Secondo lei in questo momento, in Piemonte, c’è la capacità da parte dei decisori politici (intesi a 360 gradi, quindi non solo quelli istituzionali ma anche le banche, le associazioni di categoria, ecc.) di avere una visione d’insieme su una strategia complessiva per il Piemonte?

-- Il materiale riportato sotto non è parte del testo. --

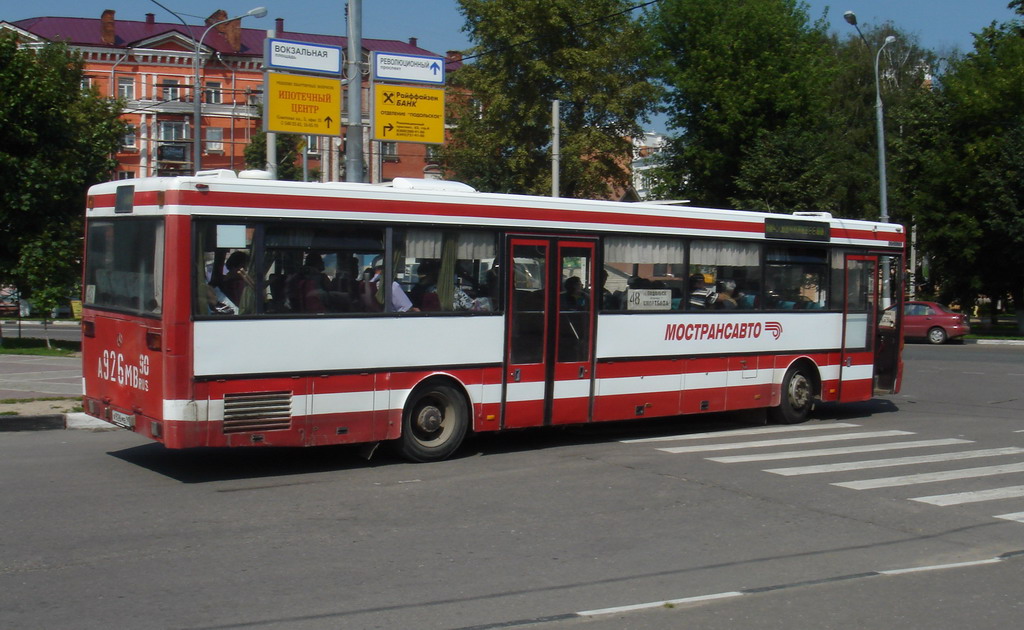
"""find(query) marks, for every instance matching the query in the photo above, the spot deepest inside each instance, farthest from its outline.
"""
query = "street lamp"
(851, 17)
(259, 11)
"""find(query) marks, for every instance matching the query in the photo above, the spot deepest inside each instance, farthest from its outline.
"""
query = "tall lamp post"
(851, 17)
(259, 11)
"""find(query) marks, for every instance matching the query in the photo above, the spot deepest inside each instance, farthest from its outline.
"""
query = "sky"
(940, 25)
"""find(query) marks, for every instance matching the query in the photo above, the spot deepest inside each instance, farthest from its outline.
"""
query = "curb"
(32, 423)
(79, 422)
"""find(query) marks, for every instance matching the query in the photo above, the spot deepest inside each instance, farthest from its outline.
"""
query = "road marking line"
(1018, 516)
(1011, 492)
(795, 585)
(894, 461)
(896, 446)
(899, 572)
(785, 442)
(658, 604)
(754, 431)
(930, 477)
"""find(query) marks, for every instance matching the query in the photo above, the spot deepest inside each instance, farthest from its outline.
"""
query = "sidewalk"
(43, 392)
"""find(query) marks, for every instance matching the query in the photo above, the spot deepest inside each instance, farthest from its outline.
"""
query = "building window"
(129, 139)
(169, 89)
(214, 139)
(213, 92)
(170, 131)
(126, 88)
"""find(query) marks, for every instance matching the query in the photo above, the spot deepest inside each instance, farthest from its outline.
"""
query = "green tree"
(984, 95)
(55, 140)
(744, 78)
(592, 56)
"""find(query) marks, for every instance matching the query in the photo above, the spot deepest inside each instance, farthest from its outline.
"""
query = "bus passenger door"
(550, 340)
(573, 330)
(889, 343)
(860, 316)
(526, 333)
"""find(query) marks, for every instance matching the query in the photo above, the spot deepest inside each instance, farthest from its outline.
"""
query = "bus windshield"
(124, 265)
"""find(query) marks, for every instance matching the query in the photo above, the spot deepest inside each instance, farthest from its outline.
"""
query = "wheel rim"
(799, 392)
(431, 424)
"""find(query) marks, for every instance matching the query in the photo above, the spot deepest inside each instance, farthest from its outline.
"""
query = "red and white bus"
(228, 310)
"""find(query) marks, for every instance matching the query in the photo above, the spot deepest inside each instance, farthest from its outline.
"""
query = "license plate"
(120, 419)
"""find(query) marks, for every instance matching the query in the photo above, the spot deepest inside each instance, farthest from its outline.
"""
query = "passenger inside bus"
(701, 295)
(574, 298)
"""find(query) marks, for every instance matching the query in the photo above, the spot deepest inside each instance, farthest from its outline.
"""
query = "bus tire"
(434, 423)
(797, 396)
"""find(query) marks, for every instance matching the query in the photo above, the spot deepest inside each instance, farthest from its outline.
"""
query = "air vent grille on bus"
(257, 412)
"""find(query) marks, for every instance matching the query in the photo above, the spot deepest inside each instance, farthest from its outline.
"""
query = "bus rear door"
(550, 332)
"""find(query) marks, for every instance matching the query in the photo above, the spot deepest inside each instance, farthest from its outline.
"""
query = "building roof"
(127, 33)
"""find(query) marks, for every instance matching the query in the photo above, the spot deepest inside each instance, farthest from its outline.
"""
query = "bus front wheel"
(797, 399)
(433, 424)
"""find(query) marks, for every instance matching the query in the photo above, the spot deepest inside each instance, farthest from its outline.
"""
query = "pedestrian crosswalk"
(776, 444)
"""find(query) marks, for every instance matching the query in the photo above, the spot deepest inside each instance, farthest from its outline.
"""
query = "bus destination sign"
(796, 229)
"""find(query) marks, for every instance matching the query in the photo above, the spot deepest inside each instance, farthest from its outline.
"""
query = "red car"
(933, 322)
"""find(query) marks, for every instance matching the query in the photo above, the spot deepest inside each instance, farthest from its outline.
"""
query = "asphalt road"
(694, 522)
(67, 330)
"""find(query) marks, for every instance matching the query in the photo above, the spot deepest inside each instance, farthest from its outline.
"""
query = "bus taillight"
(153, 340)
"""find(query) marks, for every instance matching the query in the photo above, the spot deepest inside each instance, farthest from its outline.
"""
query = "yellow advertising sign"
(406, 114)
(309, 106)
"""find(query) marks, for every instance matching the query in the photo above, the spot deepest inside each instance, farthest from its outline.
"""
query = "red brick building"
(152, 65)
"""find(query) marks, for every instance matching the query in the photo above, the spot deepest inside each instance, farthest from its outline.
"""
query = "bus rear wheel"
(433, 424)
(797, 400)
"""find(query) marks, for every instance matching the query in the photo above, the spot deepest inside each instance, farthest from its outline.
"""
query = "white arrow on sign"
(409, 68)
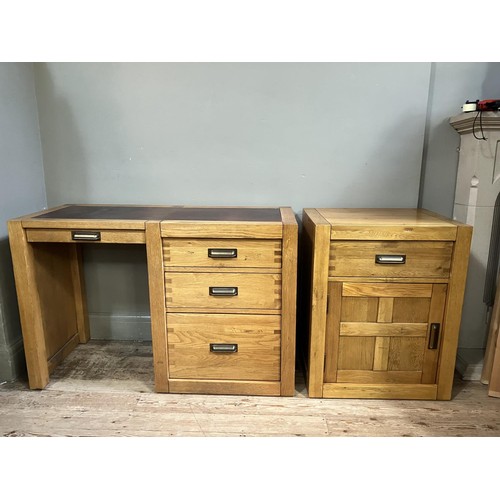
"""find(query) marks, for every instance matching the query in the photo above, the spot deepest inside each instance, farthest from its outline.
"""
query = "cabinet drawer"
(224, 346)
(221, 253)
(84, 236)
(223, 290)
(403, 259)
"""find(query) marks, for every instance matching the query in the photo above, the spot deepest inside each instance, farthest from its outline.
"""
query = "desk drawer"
(409, 259)
(84, 236)
(223, 290)
(224, 346)
(221, 253)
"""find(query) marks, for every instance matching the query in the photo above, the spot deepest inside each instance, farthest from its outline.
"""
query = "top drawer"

La capacità si vede dalle decisioni che vengono prese: e negli anni scorsi sicuramente non se n’è vista molta. Si può sperare che funzioni un po’ meglio nel prossimo periodo. Mi pare ci sia un po’ più di solidità rispetto a qualche anno fa, più di quanta si potesse sperare per come sembrava all’inizio. Sicuramente la situazione è, e rimane, critica, ma ci sono anche dei punti di forza, perché delle fabbriche ci sono ancora, molte lavorano per conto loro, si sviluppano. Occorrerebbe però allargare il dibattito all’insieme dell’industria piemontese, smettendo di guardare solo a Mirafiori, perché così facendo sfuggono tre quarti dell’industria. I discorsi che si fanno a Torino spesso sono un po’ troppo legati alla cinta daziaria, mentre bisognerebbe andare un po’ più in là, perché si può anche pensare ad uno spostamento tra immigrazioni e passaggi da un settore all’altro, così che si vada da Torino al Canavese e viceversa.

Questa appare certamente una soluzione più realistica che non pensare a Pechino, o anche solo a Crotone o a Gela.